Obendrein wird der Begriff zum Teil wenig differenziert und zudem
ungenau verwendet. Folgerichtig schreibt König (1993):
„Das Konzept und die Methode des Coachings sind noch nicht
vorhanden. Es gibt viele Konzepte, wie es Personen hat“ (ebd.,
S. 424).
Wenngleich seit Erscheinen dieses Artikels 13 Jahre vergangen
sind, so hat Königs Urteil an Aktualität nichts verloren. Ganz im
Gegenteil, es ist seit den 90-er Jahren zu einer Inflation des Begriffs
„Coaching“ gekommen. Und aus diesem Coaching-Boom
sind viele neue Begriffe erschaffen worden. Hier eine kleine
Auswahl: „EDV-Coaching, Management-Coaching, Rollencoaching,
Individual-Coaching, Konstruktivistisches Coaching,
Systemisches Coaching, Messe-Coaching, Time Coaching,
Crash-Coaching, Inner Coaching, NLP-Coaching, Manager
Coaching, Persönlichkeits-Coaching, Selbst-Coaching, Meistercoaching,
Mitarbeiter-Coaching, Projekt-Coaching, Bussiness-
Coaching, Organisations-Coaching, Team-Coaching”
(Rauen, 2001, S. 39).
Ein grundsätzlich anderes Verständnis von Coaching ist in den
USA und Großbritannien anzutreffen. Dort wird Coaching fast
ausschließlich als entwicklungsorientiertes Führen von Vorgesetzen
verstanden (ebd., S. 40).
Im deutschen Sprachraum ist es bis heute nicht gelungen eine
einheitliche, allgemein akzeptierte und verbindliche Definition
in Bezug auf Inhalt und Form des Coaching zu finden. Trotz all
dieser definitorischen Probleme lassen sich eigentlich genügend fundamentale Merkmale analysieren, die ausreichend
Abgrenzungen zu anderen Systemen aufzeigen (ebd., S. 41).
So lassen sich beispielsweise fast alle Coaching-Formen auf der
Zeitebene den mittelfristigen Realisierungen zurechnen. Im
Sonderfall sind die Grenzen hier aber auch eher fließend.2 Auf
der Qualifikationsebene muss der Coach zwischen dem Spezialisten und Generalisten eingestuft werden – siehe Abbildung
3.
Abbildung 3:
Korrelation zwischen Zeit – und Qualifikationsebene (Quelle: Rauen, 2001, S. 42)
Auf der Basis der bisherigen Erläuterungen kann unter dem
Begriff „Coaching“ eine „Kombination aus individueller, unterstützender
Problembewältigung und persönlicher Beratung auf
Prozessebene für ein breites Spektrum von beruflichen und privaten
Problemen“ (Rauen, 2001, S.63) verstanden werden.
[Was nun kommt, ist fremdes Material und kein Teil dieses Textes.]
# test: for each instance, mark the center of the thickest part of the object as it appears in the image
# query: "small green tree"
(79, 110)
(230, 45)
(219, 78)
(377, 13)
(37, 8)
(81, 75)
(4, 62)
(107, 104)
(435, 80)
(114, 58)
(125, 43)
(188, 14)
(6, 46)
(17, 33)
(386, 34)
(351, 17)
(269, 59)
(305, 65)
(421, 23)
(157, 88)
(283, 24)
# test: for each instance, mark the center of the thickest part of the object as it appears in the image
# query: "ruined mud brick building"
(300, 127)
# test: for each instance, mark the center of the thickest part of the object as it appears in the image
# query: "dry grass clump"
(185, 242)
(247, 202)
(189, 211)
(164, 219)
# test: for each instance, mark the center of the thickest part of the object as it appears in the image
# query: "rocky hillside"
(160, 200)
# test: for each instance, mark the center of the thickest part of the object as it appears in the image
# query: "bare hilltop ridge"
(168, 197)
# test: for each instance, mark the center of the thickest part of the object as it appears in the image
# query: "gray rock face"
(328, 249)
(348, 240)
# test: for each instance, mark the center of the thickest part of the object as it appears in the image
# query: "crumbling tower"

Allgemeine
Übereinstimmung besteht darin, dass das oberste Ziel
von Coaching immer die Hilfe zur Selbsthilfe und zur Selbstverantwortung
sein muss (Jung, 1991, S. 139; Czichos, 1991, S. 67;
Birkenbihl, 1992, S. 8; Rückle, 1992, S. 70; Bayer, 1995, S. 93; Rauen,
2001, S. 63). Es ist nicht die Funktion des Coaches die Probleme
seiner Klienten zu lösen; dies müssen die Klienten letzten
Endes immer selber leisten. Der Coach übernimmt vielmehr die
Verantwortung den Beratungsverlauf so zu steuern, dass der
Klient einen optimalen Zugang zu seinen Ressourcen entwickeln
kann, er sich neue Wahlmöglichkeiten erschließt, die
dann von ihm auch genutzt werden. Somit ist das Ziel eines
Coaching immer auch die Wahrnehmung, das Erleben und
das Verhalten zu erweitern bzw. zu verbessern - siehe Abbildung 4.
Abbildung 4:
Definition von Coaching (Quelle: Rauen, 2001, S. 64)
Der Coach handelt während des gesamten Beratungsprozesses
stets transparent und auf der Basis mit dem Klienten zuvor
erörterter „Spielregeln“. Der Ausgangspunkt aller Aktionen ist
die persönliche Beziehung zum Klienten.
Coaching verläuft nicht einseitig, in dem der Coach den aktiven
Part übernimmt und seine Tätigkeit am Klienten vollzieht,
sondern versteht sich als einen interaktiven Prozess auf gleicher
Beziehungsebene.
2 Einen Sonderfall bildet das so genannte Langzeit-Coaching. Hier wird der
Klient, meist eine hochrangige Führungskraft, unter Umständen über mehrere
Jahre hinweg begleitet. Die Termine haben dann einen ca. vierwöchigen
Rhythmus (Schreyögg, 1999, S. 305 f., S. 317f.).